On peut en effet se demander, face à des oppositions aussi marquées, comment les conflits, qui relèvent d’un fonctionnement normal d’une société, peuvent trouver une solution satisfaisante, dans un cadre démocratique. Sivens montre en effet que la violence revient au premier plan. On a entendu des manifestants, et même des dirigeants dire : « si on ne casse pas, on n’est pas entendu ! ». On croyait la violence bannie des sociétés civilisées, grâce à la démocratie représentative, et à la mise en place d’instances consacrées au débat et à la prise de décisions légitimes (Parlement, assemblées locales), élues au suffrage universel… Patatras ! C’est cet échafaudage qui est remis en cause. Pour un nombre semble-t-il croissant de nos contemporains, la démocratie représentative devient illégitime : « Ce qui doit être pris en compte, c’est mon avis à moi, ou celui de ma tribu. Sinon, je cogne ! » Ceci interroge le devenir de la gouvernance telle qu’on la conçoit aujourd’hui. Est-on condamné à accepter la violence comme mode d’arbitrage des divergences d’appréciation ou des conflits d’usage ?
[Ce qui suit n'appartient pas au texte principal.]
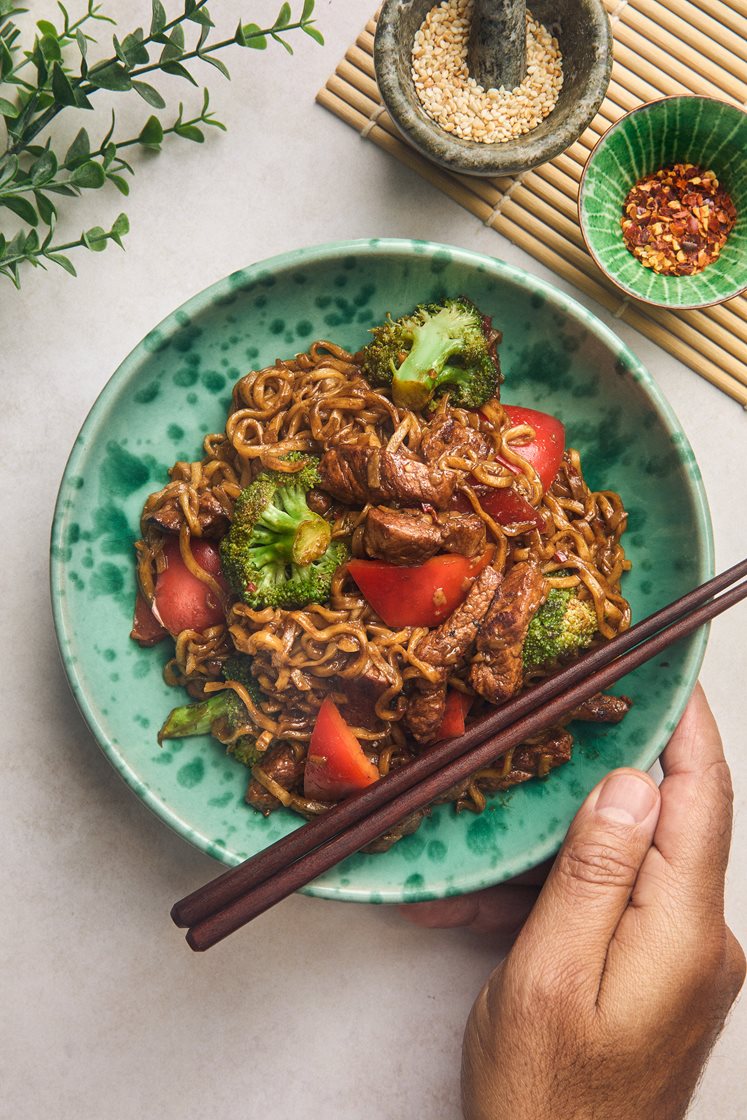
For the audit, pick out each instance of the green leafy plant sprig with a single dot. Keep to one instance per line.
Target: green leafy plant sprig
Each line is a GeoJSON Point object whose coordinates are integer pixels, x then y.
{"type": "Point", "coordinates": [38, 83]}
Deux réflexions, enfin, pour contribuer à faire avancer les questions que le cas Sivens pose à la gouvernance. La première fait appel à l’évolution des idées et des valeurs, l’autre se veut plus opératoire : les deux bouts de la lorgnette, en quelque sorte !
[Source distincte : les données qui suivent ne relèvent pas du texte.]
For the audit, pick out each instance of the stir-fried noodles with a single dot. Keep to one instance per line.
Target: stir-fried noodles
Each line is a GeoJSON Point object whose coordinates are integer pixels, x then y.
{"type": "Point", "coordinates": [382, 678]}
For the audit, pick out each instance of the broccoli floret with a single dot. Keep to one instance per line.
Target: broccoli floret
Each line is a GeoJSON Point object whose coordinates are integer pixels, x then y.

La décision publique est, par le poids de l’histoire, héritière d’une force symbolique peu remise en cause jusqu’à nos jours. Les féodaux, puis les rois, ont incarné la décision publique : ils avaient pour eux la force (la maréchaussée avait la main lourde et on ne badinait guère avec les décisions royales !), ainsi que la légitimité conférée par les traditions (l’appartenance à une lignée), et celle donnée par la puissance divine (« par la grâce de Dieu… »). Les exécutifs républicains ont hérité de cette aura et de ce prestige associé à la décision publique. Il faut bien constater que la force « magique » de l’autorité publique, celle qui vient d’ « en-haut », encore vivace naguère, est en voie de disparition sous nos yeux. On ne pourra bientôt plus dire : « cela a été décidé par les instances compétentes, c’est donc acté, cela doit s’appliquer ». L’élection ne suffit plus à donner la légitimité. Il nous faut trouver pour la décision publique, un autre fondement qui fasse consensus.
Par ailleurs, nos sociétés contemporaines sont probablement trop désincarnées et les décisions trop éloignées des citoyens. Peut-être est-il nécessaire de revenir au point de départ des sociétés humaines, et de repartir d’« en-bas », en favorisant, autant que possible, les lieux où la parole peut circuler, et les individus se comprendre, surtout entre milieux différents. Il s’agit en fait de recréer des lieux, fussent-ils virtuels, dans lesquels les gens sont « obligés » de se parler, lieux qui existaient lorsque les jeunes gens « faisaient leur régiment », ou que l’on se retrouvait à la messe ou au bistrot du village. Notre époque manque cruellement de ces lieux et de ces moments (les Saturnales, le « jour des fous », le Carnaval) ou tous se côtoient et échangent, par delà les milieux et les conditions sociales, et qui favorisent la tolérance et les compromis. La vie en société requiert cela : il y a une limite à imposer à la liberté individuelle, c’est l’obligation de comprendre l’autre.